Mata Atlântica: um quebra-cabeça incompleto
A Mata Atlântica, que já cobriu mais de 1,3 milhão de km² do território brasileiro, hoje resiste em apenas 12 a 16% de sua extensão original e a maior parte dos fragmentos tem menos de 100 hectares. “É como montar um quebra-cabeça com peças faltando. Sem fauna, essa floresta não se regenera”, diz Marcelo. “Quatro em cada cinco árvores tropicais dependem de animais para dispersar suas sementes. Se os bichos somem, a floresta deixa de se renovar.”
Um estudo coordenado por seu laboratório mostrou que mamíferos de médio e grande porte perderam, em média, 88% da sua distribuição original na Mata Atlântica – índice semelhante ao da perda florestal. “Os dados se confirmam: estamos vivendo a sexta grande extinção em massa, a primeira causada por uma única espécie, a nossa.”
Um dos projetos mais emblemáticos da Refauna ocorre no Parque Nacional da Tijuca, no coração do Rio de Janeiro, onde foram reintroduzidas cutias-vermelhas, que são pequenos roedores frugívoros essenciais para a regeneração de algumas espécies arbóreas. Antes da reintrodução, frutos da árvore conhecida como “cutieira” apodreciam no chão, sem ninguém para dispersá-los.

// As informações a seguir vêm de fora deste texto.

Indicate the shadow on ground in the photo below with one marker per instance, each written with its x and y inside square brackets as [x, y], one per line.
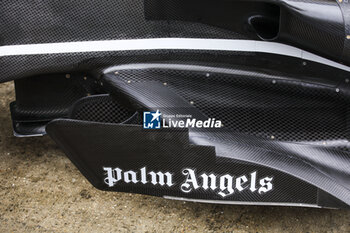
[40, 190]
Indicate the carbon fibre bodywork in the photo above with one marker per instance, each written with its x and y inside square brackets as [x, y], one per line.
[275, 73]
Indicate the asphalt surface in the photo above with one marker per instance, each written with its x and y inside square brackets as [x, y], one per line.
[42, 191]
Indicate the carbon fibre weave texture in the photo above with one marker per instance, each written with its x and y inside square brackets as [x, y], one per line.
[257, 104]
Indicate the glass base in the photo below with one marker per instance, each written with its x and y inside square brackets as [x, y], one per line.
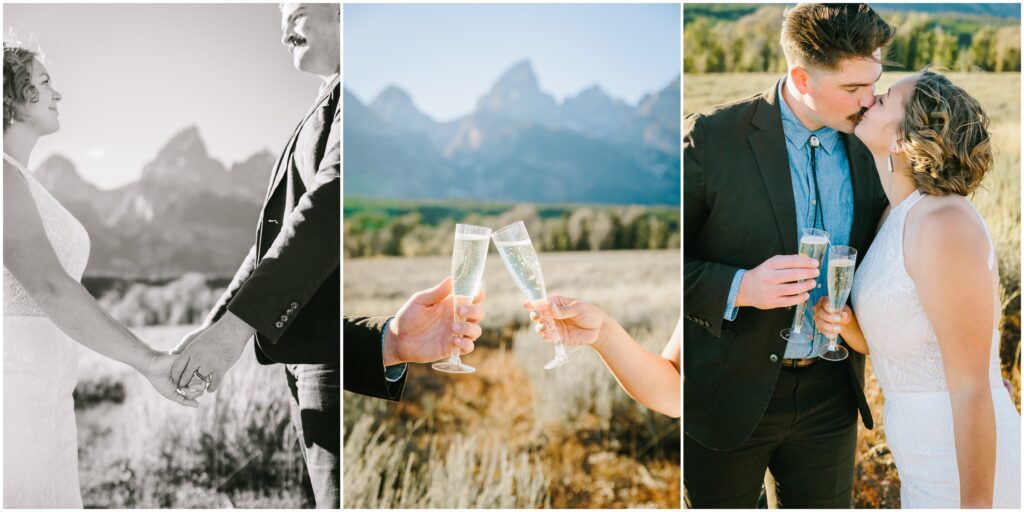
[838, 354]
[562, 357]
[446, 367]
[801, 337]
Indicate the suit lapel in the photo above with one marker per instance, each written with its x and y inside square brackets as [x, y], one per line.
[286, 156]
[768, 143]
[862, 174]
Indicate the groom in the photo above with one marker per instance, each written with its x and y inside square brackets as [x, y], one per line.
[756, 172]
[287, 292]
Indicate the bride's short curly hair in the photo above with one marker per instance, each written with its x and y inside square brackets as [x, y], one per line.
[17, 88]
[945, 132]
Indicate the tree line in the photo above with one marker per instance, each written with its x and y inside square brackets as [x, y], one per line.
[750, 43]
[418, 230]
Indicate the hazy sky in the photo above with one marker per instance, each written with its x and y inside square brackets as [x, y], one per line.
[132, 76]
[448, 55]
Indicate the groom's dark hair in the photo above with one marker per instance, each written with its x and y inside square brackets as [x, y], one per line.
[822, 35]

“Esse parque é o mais visitado do país, abriga o Cristo Redentor e é uma ilha de floresta cercada por urbanização. Mesmo assim, estava silencioso, sem seus animais. Hoje, recebemos fotos e vídeos de visitantes encantados ao reencontrar a fauna. Isso mostra que restaurar ecossistemas também restaura a conexão das pessoas com a natureza”, afirma Marcelo.
A reintrodução de espécies não é apenas uma ação de proteção. Segundo Marcelo, ela também contribui para a mitigação da crise climática. Animais ajudam a manter os fluxos de carbono na floresta, regulam o microclima, retêm água no solo e influenciam até o regime de chuvas. “Uma floresta funcional é uma floresta viva. E para estar viva, ela precisa dos seus bichos”, reforça.

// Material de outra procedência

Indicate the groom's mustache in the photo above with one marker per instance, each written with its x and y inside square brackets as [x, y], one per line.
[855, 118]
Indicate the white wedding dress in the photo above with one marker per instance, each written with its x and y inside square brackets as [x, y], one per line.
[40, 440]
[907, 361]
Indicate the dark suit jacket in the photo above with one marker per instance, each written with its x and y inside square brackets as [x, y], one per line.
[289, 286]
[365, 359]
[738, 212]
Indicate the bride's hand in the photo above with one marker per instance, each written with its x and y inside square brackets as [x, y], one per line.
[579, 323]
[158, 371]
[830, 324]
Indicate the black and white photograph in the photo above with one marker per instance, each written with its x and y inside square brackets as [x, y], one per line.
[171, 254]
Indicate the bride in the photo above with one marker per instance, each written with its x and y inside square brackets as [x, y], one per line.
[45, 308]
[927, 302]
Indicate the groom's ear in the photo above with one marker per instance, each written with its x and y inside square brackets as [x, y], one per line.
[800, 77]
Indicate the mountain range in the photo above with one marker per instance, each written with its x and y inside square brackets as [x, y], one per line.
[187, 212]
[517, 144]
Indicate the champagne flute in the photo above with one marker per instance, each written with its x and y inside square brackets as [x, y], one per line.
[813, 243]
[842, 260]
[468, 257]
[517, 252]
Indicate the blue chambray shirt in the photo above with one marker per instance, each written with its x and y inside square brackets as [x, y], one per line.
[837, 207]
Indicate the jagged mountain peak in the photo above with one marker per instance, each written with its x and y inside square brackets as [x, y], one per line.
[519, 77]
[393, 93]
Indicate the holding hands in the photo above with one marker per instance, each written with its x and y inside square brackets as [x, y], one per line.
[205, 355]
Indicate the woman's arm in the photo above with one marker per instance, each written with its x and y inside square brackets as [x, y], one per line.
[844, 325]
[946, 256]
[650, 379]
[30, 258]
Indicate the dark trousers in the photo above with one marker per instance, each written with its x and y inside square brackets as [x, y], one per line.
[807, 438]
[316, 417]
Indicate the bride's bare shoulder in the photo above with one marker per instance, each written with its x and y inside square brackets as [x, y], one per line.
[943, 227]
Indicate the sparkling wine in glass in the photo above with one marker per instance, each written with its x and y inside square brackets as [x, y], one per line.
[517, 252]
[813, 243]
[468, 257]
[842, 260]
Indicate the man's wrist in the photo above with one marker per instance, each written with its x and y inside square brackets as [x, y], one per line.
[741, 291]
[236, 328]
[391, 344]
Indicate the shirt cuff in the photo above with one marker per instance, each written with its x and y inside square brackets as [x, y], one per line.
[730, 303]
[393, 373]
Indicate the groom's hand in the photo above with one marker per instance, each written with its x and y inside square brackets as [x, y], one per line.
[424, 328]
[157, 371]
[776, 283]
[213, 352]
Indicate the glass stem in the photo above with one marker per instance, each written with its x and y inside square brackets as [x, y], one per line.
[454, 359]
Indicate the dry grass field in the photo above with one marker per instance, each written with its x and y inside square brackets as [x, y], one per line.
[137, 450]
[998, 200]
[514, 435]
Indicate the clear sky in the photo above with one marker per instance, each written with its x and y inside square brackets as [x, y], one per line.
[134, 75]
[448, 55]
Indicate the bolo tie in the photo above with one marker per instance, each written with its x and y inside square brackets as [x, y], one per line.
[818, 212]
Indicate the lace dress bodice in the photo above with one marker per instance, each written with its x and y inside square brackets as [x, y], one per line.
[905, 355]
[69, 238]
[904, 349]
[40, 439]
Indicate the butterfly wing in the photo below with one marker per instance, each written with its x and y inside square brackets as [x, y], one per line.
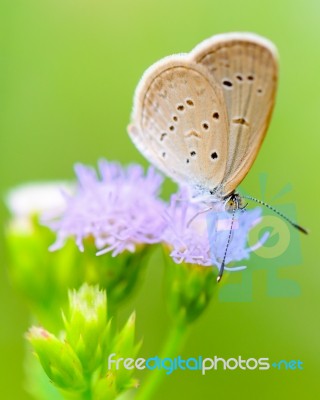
[180, 123]
[245, 67]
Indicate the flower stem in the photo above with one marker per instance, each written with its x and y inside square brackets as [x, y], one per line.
[173, 344]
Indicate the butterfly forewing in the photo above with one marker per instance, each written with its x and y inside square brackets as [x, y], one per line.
[245, 67]
[180, 123]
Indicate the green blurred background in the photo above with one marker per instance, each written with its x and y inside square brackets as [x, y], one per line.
[68, 69]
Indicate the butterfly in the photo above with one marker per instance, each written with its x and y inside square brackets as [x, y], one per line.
[201, 117]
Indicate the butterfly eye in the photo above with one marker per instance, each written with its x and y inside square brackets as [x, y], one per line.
[215, 115]
[231, 205]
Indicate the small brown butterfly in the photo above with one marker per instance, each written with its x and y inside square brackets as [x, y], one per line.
[201, 117]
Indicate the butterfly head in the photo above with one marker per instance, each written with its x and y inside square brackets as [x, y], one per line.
[234, 202]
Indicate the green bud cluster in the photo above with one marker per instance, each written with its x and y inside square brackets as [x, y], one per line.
[76, 361]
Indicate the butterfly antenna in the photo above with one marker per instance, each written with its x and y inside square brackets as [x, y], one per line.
[226, 250]
[295, 225]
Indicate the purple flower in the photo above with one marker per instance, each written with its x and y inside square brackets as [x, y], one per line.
[119, 208]
[203, 240]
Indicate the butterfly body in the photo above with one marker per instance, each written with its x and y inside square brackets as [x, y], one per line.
[201, 117]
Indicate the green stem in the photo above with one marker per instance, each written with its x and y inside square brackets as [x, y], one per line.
[171, 348]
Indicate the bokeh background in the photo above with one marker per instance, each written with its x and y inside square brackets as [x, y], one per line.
[68, 69]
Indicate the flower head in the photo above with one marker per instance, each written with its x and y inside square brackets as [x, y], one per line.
[118, 208]
[197, 235]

Educação e mobilização como parte da solução
Além do trabalho científico e ecológico, Marcelo defende que a educação ambiental e o engajamento social são fundamentais. “As crianças de hoje já nascem com uma consciência ambiental maior do que a nossa. A solução passa por elas, mas também depende das nossas decisões agora, como votar em representantes comprometidos com a causa ambiental e combater o greenwashing.”

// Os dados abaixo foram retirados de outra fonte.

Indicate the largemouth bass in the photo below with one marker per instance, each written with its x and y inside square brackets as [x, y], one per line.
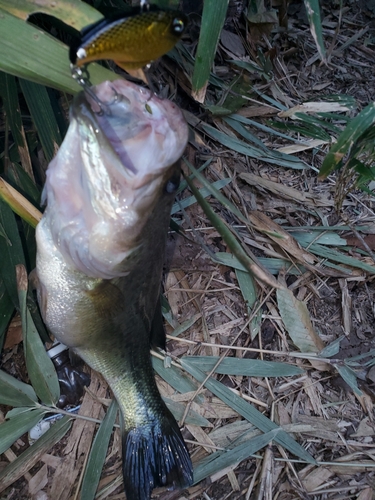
[101, 243]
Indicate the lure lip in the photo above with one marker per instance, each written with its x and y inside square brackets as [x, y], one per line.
[78, 54]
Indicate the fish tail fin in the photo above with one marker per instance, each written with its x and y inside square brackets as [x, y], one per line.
[155, 455]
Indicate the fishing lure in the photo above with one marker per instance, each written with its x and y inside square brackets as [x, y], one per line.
[132, 41]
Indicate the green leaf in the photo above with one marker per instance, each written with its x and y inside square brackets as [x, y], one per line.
[247, 411]
[98, 453]
[6, 313]
[10, 250]
[46, 60]
[9, 93]
[229, 238]
[245, 367]
[205, 192]
[222, 459]
[273, 157]
[347, 139]
[192, 417]
[14, 392]
[43, 117]
[40, 368]
[313, 14]
[33, 454]
[216, 193]
[213, 17]
[75, 13]
[12, 429]
[174, 377]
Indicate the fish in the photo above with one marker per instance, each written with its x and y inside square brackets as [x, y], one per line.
[100, 248]
[132, 41]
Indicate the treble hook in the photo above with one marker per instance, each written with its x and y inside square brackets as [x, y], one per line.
[82, 77]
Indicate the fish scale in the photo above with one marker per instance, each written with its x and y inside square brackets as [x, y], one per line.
[99, 265]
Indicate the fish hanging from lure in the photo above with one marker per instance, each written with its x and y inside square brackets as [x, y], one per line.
[132, 41]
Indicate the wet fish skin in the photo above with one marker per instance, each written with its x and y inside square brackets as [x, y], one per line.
[103, 202]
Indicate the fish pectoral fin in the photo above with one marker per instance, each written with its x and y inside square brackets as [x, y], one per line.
[107, 299]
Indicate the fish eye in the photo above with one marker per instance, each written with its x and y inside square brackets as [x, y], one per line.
[178, 25]
[172, 184]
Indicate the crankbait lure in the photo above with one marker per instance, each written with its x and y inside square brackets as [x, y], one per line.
[131, 41]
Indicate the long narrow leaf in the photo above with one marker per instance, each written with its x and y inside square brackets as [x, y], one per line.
[247, 411]
[221, 460]
[245, 367]
[12, 429]
[46, 60]
[40, 368]
[32, 455]
[98, 453]
[43, 117]
[213, 17]
[13, 392]
[313, 14]
[10, 250]
[74, 13]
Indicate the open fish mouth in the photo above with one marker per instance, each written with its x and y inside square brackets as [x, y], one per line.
[110, 172]
[148, 134]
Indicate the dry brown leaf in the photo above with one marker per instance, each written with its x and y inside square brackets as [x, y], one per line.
[39, 480]
[296, 318]
[311, 199]
[346, 304]
[316, 478]
[366, 494]
[276, 233]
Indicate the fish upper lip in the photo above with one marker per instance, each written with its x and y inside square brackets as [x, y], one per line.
[85, 116]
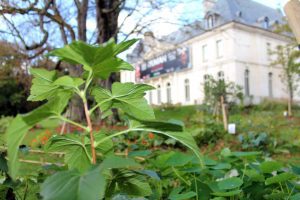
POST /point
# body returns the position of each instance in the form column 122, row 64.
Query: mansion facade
column 232, row 43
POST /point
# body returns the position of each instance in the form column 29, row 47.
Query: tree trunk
column 107, row 19
column 107, row 23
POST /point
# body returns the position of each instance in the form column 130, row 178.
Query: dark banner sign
column 170, row 61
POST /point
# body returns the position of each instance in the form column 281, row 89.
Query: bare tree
column 287, row 58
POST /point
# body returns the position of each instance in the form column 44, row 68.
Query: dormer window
column 239, row 14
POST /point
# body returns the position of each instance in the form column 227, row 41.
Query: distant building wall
column 233, row 49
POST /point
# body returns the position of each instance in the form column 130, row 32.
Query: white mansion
column 232, row 43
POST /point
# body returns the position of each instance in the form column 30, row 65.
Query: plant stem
column 72, row 122
column 88, row 119
column 180, row 177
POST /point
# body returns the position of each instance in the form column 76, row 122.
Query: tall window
column 219, row 48
column 187, row 89
column 210, row 21
column 266, row 22
column 150, row 97
column 169, row 100
column 270, row 84
column 204, row 53
column 158, row 95
column 247, row 86
column 268, row 49
column 221, row 75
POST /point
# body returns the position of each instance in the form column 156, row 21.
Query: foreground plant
column 89, row 156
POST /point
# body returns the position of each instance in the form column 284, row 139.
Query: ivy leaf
column 270, row 166
column 133, row 185
column 176, row 194
column 127, row 96
column 172, row 130
column 68, row 81
column 18, row 128
column 280, row 178
column 42, row 87
column 229, row 183
column 74, row 185
column 100, row 59
column 91, row 184
column 76, row 156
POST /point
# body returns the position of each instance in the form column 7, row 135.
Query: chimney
column 208, row 5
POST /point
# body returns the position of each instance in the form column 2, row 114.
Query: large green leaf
column 74, row 185
column 176, row 194
column 68, row 81
column 81, row 186
column 129, row 183
column 127, row 96
column 172, row 130
column 227, row 194
column 100, row 59
column 42, row 87
column 229, row 183
column 22, row 123
column 270, row 166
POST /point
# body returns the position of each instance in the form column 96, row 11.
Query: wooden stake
column 224, row 113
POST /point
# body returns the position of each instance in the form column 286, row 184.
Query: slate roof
column 243, row 11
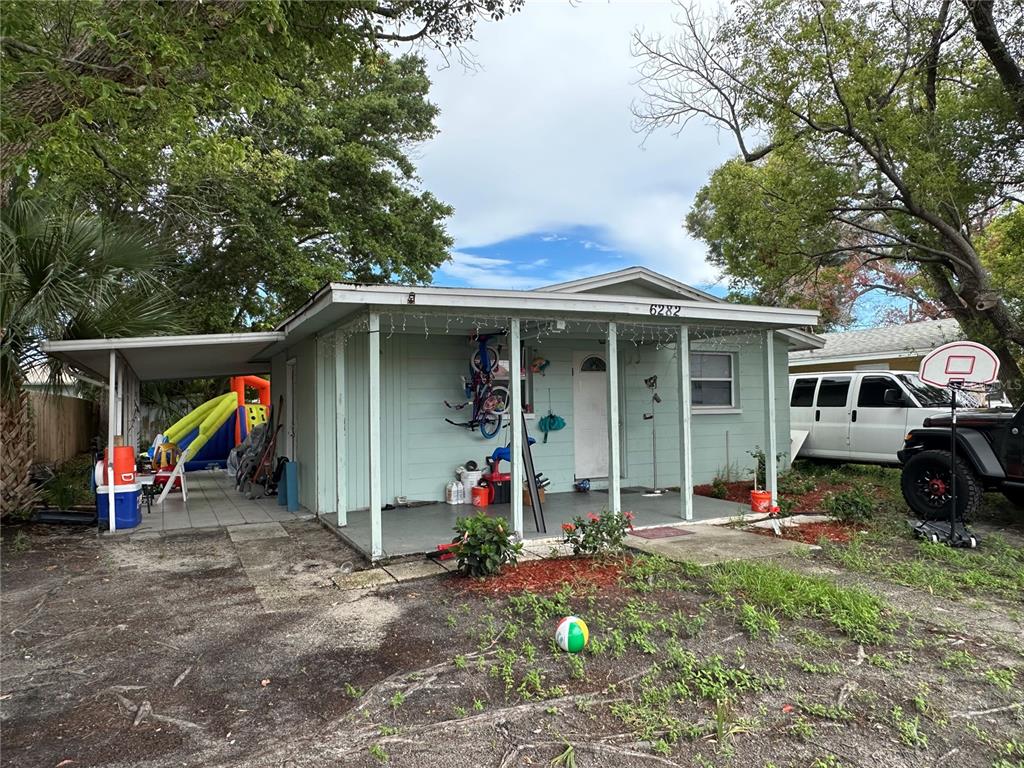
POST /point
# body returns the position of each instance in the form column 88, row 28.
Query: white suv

A ideia de que uma floresta sem fauna é uma floresta condenada vem do conceito de “Síndrome das Florestas Vazias”, do ecólogo Kent Redford. “Não basta ter árvores. Se não há vida animal, aquele ecossistema está morto por dentro”, resume Marcelo. Esse diagnóstico guia as ações da Refauna e inspira uma nova forma de pensar a conservação no Brasil: mais ativa, mais ousada, mais conectada com a vida.
Marcelo recomenda as séries “Nosso Planeta”, narrada por David Attenborough, e “Os Parques Nacionais Mais Fascinantes do Mundo”, com narração de Barack Obama. Para quem deseja se aprofundar, os livros “A Ferro e Fogo”, de Warren Dean, e “A Gap in Nature”, de Tim Flannery, são leituras essenciais.